Family’s use of iPhones debated in porn case
A Chesapeake man convicted of sexual abuse and possession of child pornography was back in court Monday to answer prosecutors' concerns about his opportunity to get on the Internet.
Robert Lutsy, 43, is serving a sentence on home confinement after pleading guilty to the charges this summer. As part of the plea agreement with the state, prosecutors said he was not to have access to the Internet through any computer or device.
How far-reaching that "access" goes was a point up for debate before Kanawha Circuit Court Judge Charles King on Monday.
Assistant Prosecutor Erica Lord said it means no one in his home can have computers or devices, either. But she said Lutsy's wife and 19-year-old son had iPhones.
Lord said, "They were all instructed that no one was to have a device with Internet access. Home confinement went out and obtained the phones.

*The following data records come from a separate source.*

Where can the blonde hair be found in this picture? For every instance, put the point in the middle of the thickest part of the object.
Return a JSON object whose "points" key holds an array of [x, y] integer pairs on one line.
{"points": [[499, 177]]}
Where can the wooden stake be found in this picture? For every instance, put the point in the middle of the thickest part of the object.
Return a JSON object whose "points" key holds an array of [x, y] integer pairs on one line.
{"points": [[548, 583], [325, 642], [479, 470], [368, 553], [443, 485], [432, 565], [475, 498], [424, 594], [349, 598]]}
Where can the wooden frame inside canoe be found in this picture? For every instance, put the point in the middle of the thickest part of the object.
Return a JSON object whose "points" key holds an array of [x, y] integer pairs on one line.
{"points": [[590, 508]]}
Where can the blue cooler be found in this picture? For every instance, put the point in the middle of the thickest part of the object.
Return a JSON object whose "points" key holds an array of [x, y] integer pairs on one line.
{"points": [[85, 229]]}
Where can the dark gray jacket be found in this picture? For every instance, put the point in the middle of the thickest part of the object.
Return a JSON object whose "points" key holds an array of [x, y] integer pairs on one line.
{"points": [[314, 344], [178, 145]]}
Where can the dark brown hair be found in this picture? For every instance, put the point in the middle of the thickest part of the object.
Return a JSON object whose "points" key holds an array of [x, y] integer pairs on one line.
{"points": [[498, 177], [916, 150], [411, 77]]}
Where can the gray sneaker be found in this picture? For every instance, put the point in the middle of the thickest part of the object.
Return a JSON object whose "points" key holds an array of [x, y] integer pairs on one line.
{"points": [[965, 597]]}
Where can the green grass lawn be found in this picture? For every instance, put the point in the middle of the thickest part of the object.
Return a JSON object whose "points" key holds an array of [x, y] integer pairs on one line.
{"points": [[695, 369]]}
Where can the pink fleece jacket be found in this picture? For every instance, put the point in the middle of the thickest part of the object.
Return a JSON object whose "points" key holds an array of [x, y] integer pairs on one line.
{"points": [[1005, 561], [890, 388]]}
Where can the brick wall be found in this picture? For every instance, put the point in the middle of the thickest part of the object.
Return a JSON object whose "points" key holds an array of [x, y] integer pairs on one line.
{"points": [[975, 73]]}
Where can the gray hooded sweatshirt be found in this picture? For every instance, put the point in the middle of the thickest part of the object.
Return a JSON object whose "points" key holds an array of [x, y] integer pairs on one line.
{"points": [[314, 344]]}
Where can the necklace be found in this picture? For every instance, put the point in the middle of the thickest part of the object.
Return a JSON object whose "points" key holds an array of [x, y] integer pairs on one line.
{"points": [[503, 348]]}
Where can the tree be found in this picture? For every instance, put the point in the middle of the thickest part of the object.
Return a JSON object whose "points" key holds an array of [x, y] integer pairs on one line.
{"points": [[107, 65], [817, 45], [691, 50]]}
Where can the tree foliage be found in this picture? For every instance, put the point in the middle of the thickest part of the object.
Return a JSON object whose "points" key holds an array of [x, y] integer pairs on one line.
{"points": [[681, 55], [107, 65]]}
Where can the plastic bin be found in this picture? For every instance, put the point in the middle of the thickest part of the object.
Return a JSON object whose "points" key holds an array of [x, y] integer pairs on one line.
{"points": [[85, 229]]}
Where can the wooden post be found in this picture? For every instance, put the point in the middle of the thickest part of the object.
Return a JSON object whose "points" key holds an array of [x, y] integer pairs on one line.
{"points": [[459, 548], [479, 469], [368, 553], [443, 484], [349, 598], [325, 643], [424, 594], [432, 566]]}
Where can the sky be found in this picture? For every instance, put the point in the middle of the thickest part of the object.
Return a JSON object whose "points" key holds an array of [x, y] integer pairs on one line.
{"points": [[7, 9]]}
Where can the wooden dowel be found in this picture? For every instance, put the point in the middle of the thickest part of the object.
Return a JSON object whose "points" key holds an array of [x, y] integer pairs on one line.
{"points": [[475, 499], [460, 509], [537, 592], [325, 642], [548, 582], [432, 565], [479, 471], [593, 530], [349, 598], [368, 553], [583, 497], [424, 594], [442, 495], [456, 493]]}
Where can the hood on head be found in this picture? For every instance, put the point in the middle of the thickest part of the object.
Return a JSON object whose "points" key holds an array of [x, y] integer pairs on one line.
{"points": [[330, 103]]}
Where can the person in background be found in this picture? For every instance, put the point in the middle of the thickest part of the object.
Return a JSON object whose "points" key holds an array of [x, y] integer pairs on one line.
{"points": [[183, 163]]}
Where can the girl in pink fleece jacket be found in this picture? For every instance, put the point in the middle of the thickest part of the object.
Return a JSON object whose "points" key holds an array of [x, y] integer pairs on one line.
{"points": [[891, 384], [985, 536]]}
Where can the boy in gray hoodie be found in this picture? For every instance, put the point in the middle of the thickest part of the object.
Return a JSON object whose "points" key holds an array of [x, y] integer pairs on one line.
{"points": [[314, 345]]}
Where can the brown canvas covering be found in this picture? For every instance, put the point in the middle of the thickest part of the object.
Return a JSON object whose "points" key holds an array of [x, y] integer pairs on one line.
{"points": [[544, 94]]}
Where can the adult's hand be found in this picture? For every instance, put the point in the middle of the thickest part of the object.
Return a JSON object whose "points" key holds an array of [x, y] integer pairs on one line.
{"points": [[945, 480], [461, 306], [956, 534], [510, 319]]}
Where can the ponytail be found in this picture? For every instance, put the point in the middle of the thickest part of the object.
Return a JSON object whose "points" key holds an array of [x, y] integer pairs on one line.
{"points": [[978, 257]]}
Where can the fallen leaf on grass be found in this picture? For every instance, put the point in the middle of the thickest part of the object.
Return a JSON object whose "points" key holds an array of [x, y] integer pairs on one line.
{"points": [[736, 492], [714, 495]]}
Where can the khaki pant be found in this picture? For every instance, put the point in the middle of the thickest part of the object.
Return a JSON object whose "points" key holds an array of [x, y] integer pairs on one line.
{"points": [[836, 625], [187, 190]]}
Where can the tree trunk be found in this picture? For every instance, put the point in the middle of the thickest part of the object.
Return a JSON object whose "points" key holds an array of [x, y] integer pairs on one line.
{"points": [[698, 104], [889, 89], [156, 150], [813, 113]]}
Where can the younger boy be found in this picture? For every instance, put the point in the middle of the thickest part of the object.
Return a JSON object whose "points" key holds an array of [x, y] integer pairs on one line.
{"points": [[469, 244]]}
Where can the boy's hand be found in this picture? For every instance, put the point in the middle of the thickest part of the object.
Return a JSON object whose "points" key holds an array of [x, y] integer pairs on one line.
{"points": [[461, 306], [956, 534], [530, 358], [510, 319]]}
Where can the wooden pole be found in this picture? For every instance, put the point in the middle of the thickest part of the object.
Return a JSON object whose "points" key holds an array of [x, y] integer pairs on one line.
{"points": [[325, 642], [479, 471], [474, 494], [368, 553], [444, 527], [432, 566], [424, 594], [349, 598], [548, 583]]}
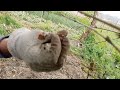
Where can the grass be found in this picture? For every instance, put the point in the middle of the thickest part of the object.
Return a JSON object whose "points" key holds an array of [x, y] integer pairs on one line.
{"points": [[107, 59]]}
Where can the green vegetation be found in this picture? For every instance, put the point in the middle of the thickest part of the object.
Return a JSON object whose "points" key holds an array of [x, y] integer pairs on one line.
{"points": [[106, 58]]}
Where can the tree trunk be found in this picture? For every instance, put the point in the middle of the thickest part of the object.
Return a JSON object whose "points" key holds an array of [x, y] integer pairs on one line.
{"points": [[93, 24]]}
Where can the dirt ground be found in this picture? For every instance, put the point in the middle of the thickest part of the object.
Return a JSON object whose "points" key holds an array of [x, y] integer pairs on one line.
{"points": [[17, 69]]}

"On the son's phone, pornographic websites had been visited," she said. "There's no way of knowing who accessed those."
"What's your point?" King asked.
"I think they need to be instructed once again," she said. "I don't want those phones returned to the family."
"What if they kept them in their cars?" King asked. "You want me to take them entirely away?"
"The whole point of this agreement was that they were not to have them," Lord said. "They can have other phones that don't have Internet access."
Lutsy was indicted by a grand jury for sexual abuse involving an 11-year-old boy, and during that investigation authorities found that he had 400 images of young boys in various sexual situations on his home computer.
Michael Del Giudice, his attorney, said his neighborhood is "trying to set him up" and sparked the recent check on his family's cellphones.
"They are calling the prosecutor's office and saying, 'He's here, he's there,' " Del Giudice said.
King and the attorneys discussed whether the limitation on family members was included in Lutsy's sentencing order and whether they understood it clearly.
"I want you to revoke his home confinement," Lord said. "But I know you aren't going to do that. It's the state's position that he has violated his home confinement rules.
"I'm asking you to make it clear to them that you all have to abide by the rules," she said.
King said he would confer with Home Confinement Chief Harry Carpenter to determine a final answer.
Del Giudice said Lutsy's wife and son would like their iPhones back but would keep them out of their home.